After everyone had mingled over wine and cheese, organizer Shawnda Westly asked the group to jump on social media and “say something about how at least one woman in this room has improved our business of politics.”
“Whether it’s her savvy, her strategy, her work ethic, all of these things,” said Westly, the California Democratic Party’s senior strategist. “We don’t promote ourselves as much as the dudes.”
Among the crowd was lobbyist Jennifer Fearing, who said the Political Solutions partners made an early impression on her in launching their firm a dozen years ago.

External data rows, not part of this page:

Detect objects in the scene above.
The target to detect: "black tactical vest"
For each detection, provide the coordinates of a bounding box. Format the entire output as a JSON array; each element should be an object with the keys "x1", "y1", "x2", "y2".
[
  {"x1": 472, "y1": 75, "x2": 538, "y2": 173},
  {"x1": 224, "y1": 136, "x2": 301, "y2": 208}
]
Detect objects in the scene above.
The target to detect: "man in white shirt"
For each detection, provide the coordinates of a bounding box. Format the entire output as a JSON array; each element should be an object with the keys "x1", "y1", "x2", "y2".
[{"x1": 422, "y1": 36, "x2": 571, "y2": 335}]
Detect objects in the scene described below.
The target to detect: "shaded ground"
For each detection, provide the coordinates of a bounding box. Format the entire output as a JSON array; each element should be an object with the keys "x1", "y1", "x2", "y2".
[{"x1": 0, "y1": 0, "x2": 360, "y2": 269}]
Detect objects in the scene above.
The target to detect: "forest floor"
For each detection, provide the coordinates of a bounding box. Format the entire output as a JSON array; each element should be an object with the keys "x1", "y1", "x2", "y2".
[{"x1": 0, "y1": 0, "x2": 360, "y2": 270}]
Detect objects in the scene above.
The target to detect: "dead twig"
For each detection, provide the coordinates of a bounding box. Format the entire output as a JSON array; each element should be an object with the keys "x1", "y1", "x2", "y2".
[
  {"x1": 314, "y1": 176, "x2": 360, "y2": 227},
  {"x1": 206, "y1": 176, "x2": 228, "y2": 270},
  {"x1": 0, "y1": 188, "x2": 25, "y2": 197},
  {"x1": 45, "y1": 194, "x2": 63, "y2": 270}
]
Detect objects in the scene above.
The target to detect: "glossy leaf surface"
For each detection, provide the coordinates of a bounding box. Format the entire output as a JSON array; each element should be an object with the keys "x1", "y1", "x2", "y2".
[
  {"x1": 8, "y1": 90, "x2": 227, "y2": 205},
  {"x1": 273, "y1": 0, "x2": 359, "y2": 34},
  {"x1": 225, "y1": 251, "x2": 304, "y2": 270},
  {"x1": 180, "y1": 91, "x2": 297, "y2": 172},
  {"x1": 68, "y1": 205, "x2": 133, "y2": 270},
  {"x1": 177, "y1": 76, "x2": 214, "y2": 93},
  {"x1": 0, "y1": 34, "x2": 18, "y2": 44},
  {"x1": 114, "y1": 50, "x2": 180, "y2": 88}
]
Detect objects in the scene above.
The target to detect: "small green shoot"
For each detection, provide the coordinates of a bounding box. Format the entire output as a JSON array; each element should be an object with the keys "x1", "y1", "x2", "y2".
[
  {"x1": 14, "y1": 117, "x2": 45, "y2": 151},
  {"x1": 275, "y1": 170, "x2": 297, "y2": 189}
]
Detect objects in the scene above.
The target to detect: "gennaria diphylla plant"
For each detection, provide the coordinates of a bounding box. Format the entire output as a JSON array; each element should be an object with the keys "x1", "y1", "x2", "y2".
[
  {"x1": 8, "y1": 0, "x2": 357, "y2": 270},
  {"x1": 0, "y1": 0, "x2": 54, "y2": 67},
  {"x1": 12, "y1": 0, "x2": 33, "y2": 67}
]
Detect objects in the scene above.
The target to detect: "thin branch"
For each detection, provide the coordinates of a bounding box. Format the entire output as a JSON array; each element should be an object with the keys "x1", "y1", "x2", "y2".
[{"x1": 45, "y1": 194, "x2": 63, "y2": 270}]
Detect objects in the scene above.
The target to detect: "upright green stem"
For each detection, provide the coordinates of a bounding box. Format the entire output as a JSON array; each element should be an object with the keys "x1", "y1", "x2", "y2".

When Fearing wanted to open her own lobbying business, she turned to Dwelley, Miller and Beard King for advice.
“They were pretty influential in encouraging me,” Fearing said. “Their validation gave me confidence to roll out the way I was hoping to.”
Bev Hansen, a former legislator and veteran lobbyist, described the Political Solutions founders as “pioneers.” When she was a lawmaker in the late 1980s, Hansen said, “there were very few women (lobbyists) in general, but even fewer women who had their names on the door.”
“It’s still not as prevalent as it should be but it’s so much better than it was,” she said.
Miller said she was encouraged early on by Craig Biddle, a former lawmaker who became a lobbyist and her mentor.
“He was very protective to make sure people knew I was in the room, not because I was his secretary, (but) because I was smart and I knew what I was talking about,” Miller said. “He was always the first person to turn and say, ‘Tami knows more about this issue than I do so I’m going to go ahead and let her explain it to you.’”
Meetings like that offer opportunities to increase gender equity in the political professions for Assemblywoman Cristina Garcia (D-Bell Gardens). She said she uses her position in elective office to help women advance.
“If I notice it’s a group of men and not a single woman in the room lobbying me, I bring it to their attention,” Garcia said. “And I’ve noticed when that happens, in the future they make sure they include some women in the discussion.”